Les idées de Rousseau s’expriment dans une tirade assez longue puis une plus courte. Elles sont essentiellement empruntées à la lettre sur la Providence ainsi qu’une comparaison pourrait nous le prouver. Il est d’ailleurs fait explicitement référence au Poème sur le désastre de Lisbonne que Voltaire a écrit sous le coup de l’émotion, de la révolte, pour dénoncer l’optimisme qui accepte tout : Voltaire y écrivait : « Un jour tout sera bien, voilà notre espérance/Tout est bien aujourd’hui voilà l’illusion » ou « Philosophes trompés qui criez Tout est bien !/Accourez, contemplez ces ruines affreuses/ Ces débris, ces lambeaux… ».

Rousseau, qui prend le parti des optimistes, réfute la thèse de Voltaire qui leur est opposée et qui, notons-le, s’exprime dans un « poème » et non dans un long traité, plus mûrement réfléchi de philosophie. C’est un peu comme s’il lui disait donc : vous écrivez bien mais de manière superficielle et donc vous dites des sottises ou raisonnez mal. D’où le long chapelet des précautions oratoires, préliminaires, plutôt élogieuses, que l’on pourrait qualifier de concessives avant l’opposition : « J’ai trouvé à la fois le plaisir et l’instruction. J’ai reconnu la main du maître ». Seulement il ajoute aussitôt une prétérition et un euphémisme : « Je ne vous dirai pas que tout m’en paraisse également bon » (on notera l’usage du verbe modalisateur : « paraisse »).
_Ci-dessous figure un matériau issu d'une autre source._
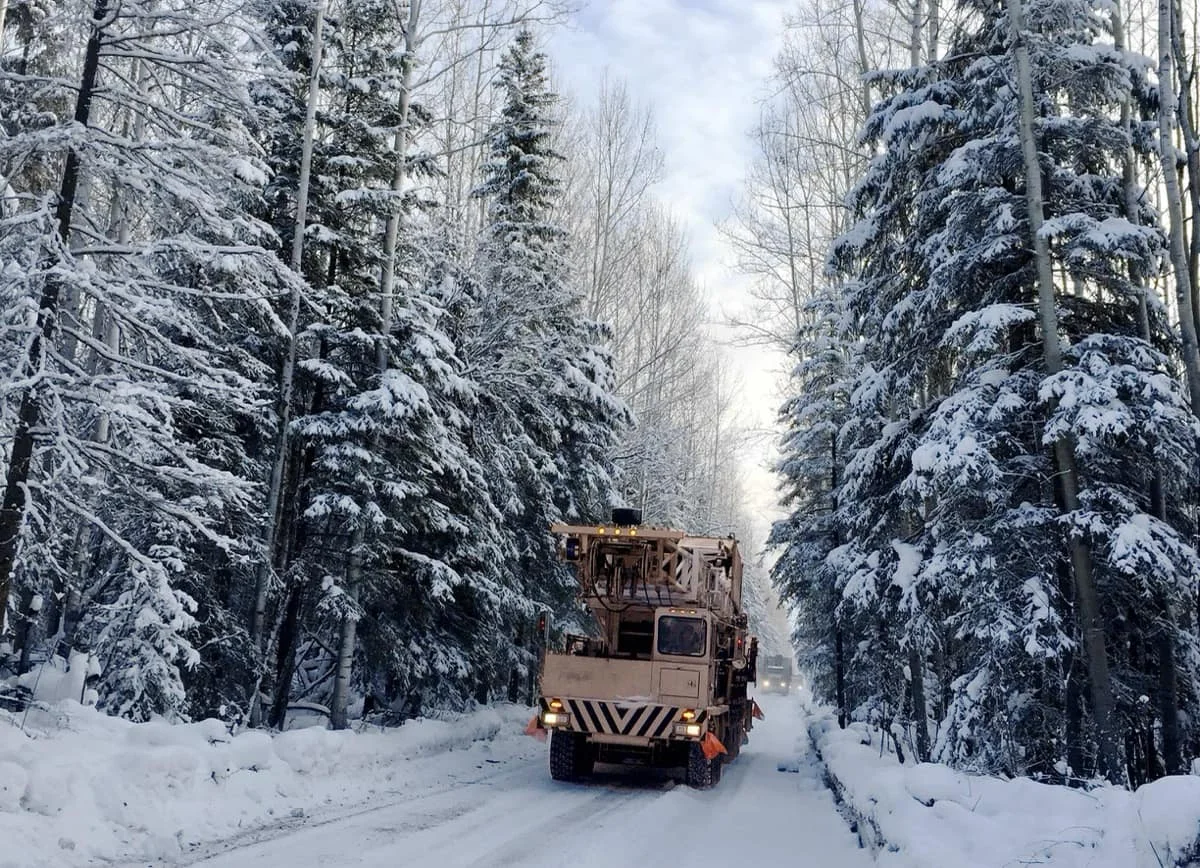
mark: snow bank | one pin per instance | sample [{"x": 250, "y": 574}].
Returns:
[
  {"x": 77, "y": 785},
  {"x": 928, "y": 815}
]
En fait, passé les précautions oratoires, on peut décomposer le discours de Rousseau en trois temps : au début il attaque les idées de Voltaire sur le plan théorique (de « Tous mes griefs » à « que m’incliner » ; ensuite vers la fin sa première tirade, à partir de « Pourtant »  il en vient à son intime conviction sur l’existence de Dieu (je sens que DIEU existe »). Enfin dans la deuxième tirade, plus courte, il se livre à une sorte d’opposition ad hominem entre les deux positions opposées : la sienne et celle de Voltaire : « … étrange opposition… Vous JOUISSEZ et moi J’ESPERE… »).
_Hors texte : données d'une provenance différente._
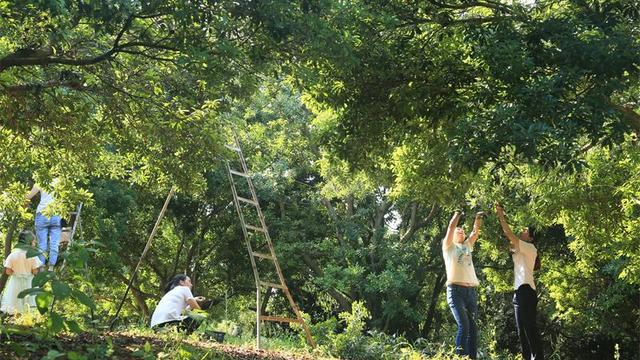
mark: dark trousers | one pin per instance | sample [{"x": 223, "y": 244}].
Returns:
[
  {"x": 463, "y": 302},
  {"x": 188, "y": 324},
  {"x": 525, "y": 301}
]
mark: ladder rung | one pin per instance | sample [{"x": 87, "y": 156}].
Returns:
[
  {"x": 255, "y": 228},
  {"x": 272, "y": 285},
  {"x": 277, "y": 318},
  {"x": 231, "y": 147},
  {"x": 248, "y": 201},
  {"x": 239, "y": 173},
  {"x": 262, "y": 256}
]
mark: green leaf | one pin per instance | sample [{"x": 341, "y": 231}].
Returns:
[
  {"x": 60, "y": 289},
  {"x": 84, "y": 299},
  {"x": 31, "y": 291},
  {"x": 73, "y": 326},
  {"x": 43, "y": 301},
  {"x": 55, "y": 322},
  {"x": 72, "y": 355}
]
                                                                         

COMMENTAIRE

 

Introd : Jean-François Prévand, dramaturge contemporain.

Écrit une pièce sur une rencontre imaginaire entre Voltaire et Rousseau à propos de la parution d’un pamphlet contre Rousseau. Ce dernier vient rendre visite à Voltaire dans son château et lui dit qu’il fait une enquête pour savoir qui est le véritable auteur (en fait Voltaire). JFP se sert de vraies citations des auteurs.
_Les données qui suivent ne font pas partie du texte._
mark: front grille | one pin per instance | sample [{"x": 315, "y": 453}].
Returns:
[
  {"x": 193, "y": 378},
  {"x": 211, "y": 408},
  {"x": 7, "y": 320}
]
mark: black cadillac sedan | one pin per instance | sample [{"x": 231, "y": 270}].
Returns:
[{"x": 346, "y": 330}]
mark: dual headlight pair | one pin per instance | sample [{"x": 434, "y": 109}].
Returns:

Nous sommes au tout début de la pièce, ce sont donc les premiers mots prononcés par les deux philosophes.

problématique et plan :

  1. A) Commençons par la première : l’attaque sur le Poème sur le désastre de Lisbonne, certes enveloppée de compliments (« mon admiration » ; « devant tant de brillance je ne puis que m’incliner ».)

– Rousseau est censé exprimer un point de vue, franc et honnête. Aussi se présente-t-il comme un admirateur lucide : « Mais c’est pour rendre mon admiration plus digne que je m’efforce de n’y point tout admirer » (polyptote). En d’autres termes, si l’ensemble de l’œuvre de Voltaire lui paraît admirable (R parle de « brillance », cad de l’art de persuader de Voltaire), certains points sont toutefois critiquables ce qui va lui permettre justement de la critiquer sur le fond. Ainsi parle-t-il à propos de Poème SLDDL de « griefs » cad de reproches avant de se lancer dans une réfutation de Rousseau qui revient à défendre les optimistes et donc à discréditer, à disqualifier l’antithèse (contre l’optimisme) de Voltaire.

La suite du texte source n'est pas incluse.